I’m not knowledgeable in this area, but I wish there was a way to partition the model and stream the partitions over the input, allowing for some kind of serially processing of models that do exceed memory. Like if I could allocate 32gb of ram, and process a 500gb model but at (500/32) a 15x slower rate.
But we can’t afford to pay. I don’t think open models like the one in the OP article would be developed and released for free to the public if there was a complex process of paying billions of dollars to rightsholders in order to do so. That sort of model would favor a monopoly of centralized services run only by the biggest companies.
The model should take into account income. For an open-source model it should be free. It’s using public data to produce a public product. For a for-profit model it should be paid. If they’re profiting off of public data then they should have to pay for the right to use it.
We can’t afford to make any of this. We don’t have the money for the compute required or to pay for the lawyers to make the law work for us. It should benefit the people, so it needs to change. It needs to be “expanded” (I wouldn’t call it that, rather “modified” but I’ll use your word) in that it currently only protects the wealthy and binds the poor.

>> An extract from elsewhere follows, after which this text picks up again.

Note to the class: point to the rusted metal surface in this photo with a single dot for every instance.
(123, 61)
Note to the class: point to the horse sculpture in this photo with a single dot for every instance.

It should be the opposite.
I don’t think this is entirely true; yeah, large foundational models have training costs that are beyond the reach of individuals, but plenty can be done that is not, or can be done by a relatively small organization. I can’t find a direct price estimate for Apertus, and it looks like they used their own hardware, but it’s mentioned they used ten million gpu hours, and GH200 gpus; I found a source online claiming a rental cost of $1.50 per hour for that hardware, so I think the cost of training this could be loosely estimated to be something around 20 million dollars.
That is a lot of money if you are one person, but it’s an order of magnitude smaller than the settlements of billions of dollars being paid so far by the biggest AI companies for their hasty unauthorized use of copyrighted materials. It’s easy to see how copyright and legal costs could potentially be the bottleneck here preventing smaller actors from participating.
How would that even work though? Yes, copyright currently favors the wealthy, but that’s because the whole concept of applying property rights to ideas inherently favors the wealthy. I can’t imagine how it could be the opposite even in theory, but in practice, it seems clear that any legislation codifying limitations on use and compensation for AI training will be drafted by lobbyists of large corporate rightsholders, at the obvious expense of everyone with an interest in free public ownership and use of AI technology.